APIs are one of the things we often come across when working with data. In this blogpost we’ll have a look at some ways of extracting data out of them with Python in an efficient way. For small amounts of data we could write a simple script that sends one request at a time. For large amounts of data this is no longer a recommended approach. Each response arrives with some latency. During this waiting period the script is idle. When we do a lot of requests, the total waiting time starts adding up. Retrieving all information in one big request is not a solution either since oftentimes this would result in timeout errors. We’ll need to tackle this problem in a different way. Luckily there are some options. We’ll have a look at three of them: threading, asyncio and multiprocessing. In our examples we’ll only use very basic GET-requests. For those who want to dive deeper into the requests library: check out the docs (link in further reading). Time for some action, but first let’s make sure that all the required software is installed.
A thread is a separate flow of execution. By using threads Python can handle multiple tasks concurrently. However, only one thread can run at a time due to interactions with the Global Interpreter lock (GIL). So threads will not speed up all tasks. They’re mostly useful for tasks that spend much of their time waiting like GUI’s and applications with a lot of I/O. For CPU intensive tasks it’s better to proceed with multiprocessing.
It’s also important to note that switching between threads is done by the operating system and can take place at any point in time. This makes it harder to debug threaded applications. Variables that are shared between threads could also cause race conditions when not properly implemented. This can be avoided by adding locking mechanisms. Choosing the appropriate lock granularity is not always easy however. Moreover adding locks could increase the risk of deadlocking. So working with threads always requires a certain amount of caution.
We want communication between our threads, but also want to stay away from manual lock configurations. This is the perfect scenario to bring in queues. This is a Python class that implements all the required locking semantics for you. We populate the queue from the main thread and start up some worker threads to process the queue items.
The same can be done with asyncio, but here the worker threads will be replaced by worker tasks. Easily put, tasks are wrappers for coroutines and coroutines are objects scheduled in the asyncio event loop. All tasks are processed in the same process and thread, but context switching is possible at places that you specify to reduce the idle time.
For multiprocessing the same flow can be applied. This time the worker threads will be replaced by worker processes.

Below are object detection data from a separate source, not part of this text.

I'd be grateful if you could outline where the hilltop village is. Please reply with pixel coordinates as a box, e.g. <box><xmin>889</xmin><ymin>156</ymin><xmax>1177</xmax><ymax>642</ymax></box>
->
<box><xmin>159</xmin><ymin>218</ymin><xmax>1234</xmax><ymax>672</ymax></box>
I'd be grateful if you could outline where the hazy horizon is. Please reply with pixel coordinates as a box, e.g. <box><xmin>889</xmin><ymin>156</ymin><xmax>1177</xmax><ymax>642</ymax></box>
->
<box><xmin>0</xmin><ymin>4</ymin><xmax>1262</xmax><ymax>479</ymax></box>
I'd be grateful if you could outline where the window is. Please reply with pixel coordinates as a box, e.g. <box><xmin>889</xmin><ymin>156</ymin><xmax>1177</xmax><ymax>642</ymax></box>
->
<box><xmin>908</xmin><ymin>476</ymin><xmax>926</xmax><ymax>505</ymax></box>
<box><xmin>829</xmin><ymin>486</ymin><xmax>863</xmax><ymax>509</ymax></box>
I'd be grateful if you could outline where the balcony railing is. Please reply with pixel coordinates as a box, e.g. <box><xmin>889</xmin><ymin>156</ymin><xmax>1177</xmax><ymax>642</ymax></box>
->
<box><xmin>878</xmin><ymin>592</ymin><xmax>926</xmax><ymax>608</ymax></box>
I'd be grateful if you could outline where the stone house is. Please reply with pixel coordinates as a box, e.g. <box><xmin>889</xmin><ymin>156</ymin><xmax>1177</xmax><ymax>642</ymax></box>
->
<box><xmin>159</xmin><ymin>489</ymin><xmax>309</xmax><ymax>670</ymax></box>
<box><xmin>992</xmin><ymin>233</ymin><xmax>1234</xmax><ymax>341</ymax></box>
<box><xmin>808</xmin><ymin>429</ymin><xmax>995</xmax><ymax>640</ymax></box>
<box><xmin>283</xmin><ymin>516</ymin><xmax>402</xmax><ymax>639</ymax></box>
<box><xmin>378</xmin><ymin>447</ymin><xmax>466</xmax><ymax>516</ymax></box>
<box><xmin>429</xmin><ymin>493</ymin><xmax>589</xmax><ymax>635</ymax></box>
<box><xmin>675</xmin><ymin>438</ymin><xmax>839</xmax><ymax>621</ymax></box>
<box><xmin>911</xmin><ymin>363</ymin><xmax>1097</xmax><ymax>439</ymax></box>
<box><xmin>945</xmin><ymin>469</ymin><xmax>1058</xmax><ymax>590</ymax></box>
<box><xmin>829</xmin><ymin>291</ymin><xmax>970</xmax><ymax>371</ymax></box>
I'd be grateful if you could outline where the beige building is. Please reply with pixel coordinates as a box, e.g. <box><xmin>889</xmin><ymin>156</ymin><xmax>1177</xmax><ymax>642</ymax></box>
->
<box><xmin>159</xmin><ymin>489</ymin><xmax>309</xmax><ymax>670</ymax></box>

The Queue/Worker-flow is visualized in Figure 1.
Figure 1: Queue/Worker-flow.
Work is generated and placed in a queue.
Multiple workers take items from the queue and process them.
We’ll implement the workers as separate threads, processes and asynchronous tasks.
We had a look at threading. But what is asyncio and why would it be useful in this case? Asyncio can be used to run a program asynchronously within one thread. The core of asyncio is the event loop. This loop keeps track of all the running tasks and wakes them up when needed. Tasks can be checked to see if they’re for example done or cancelled. A Task, in turn, wraps a Coroutine. This is the code that’s actually getting executed when a Task is activated.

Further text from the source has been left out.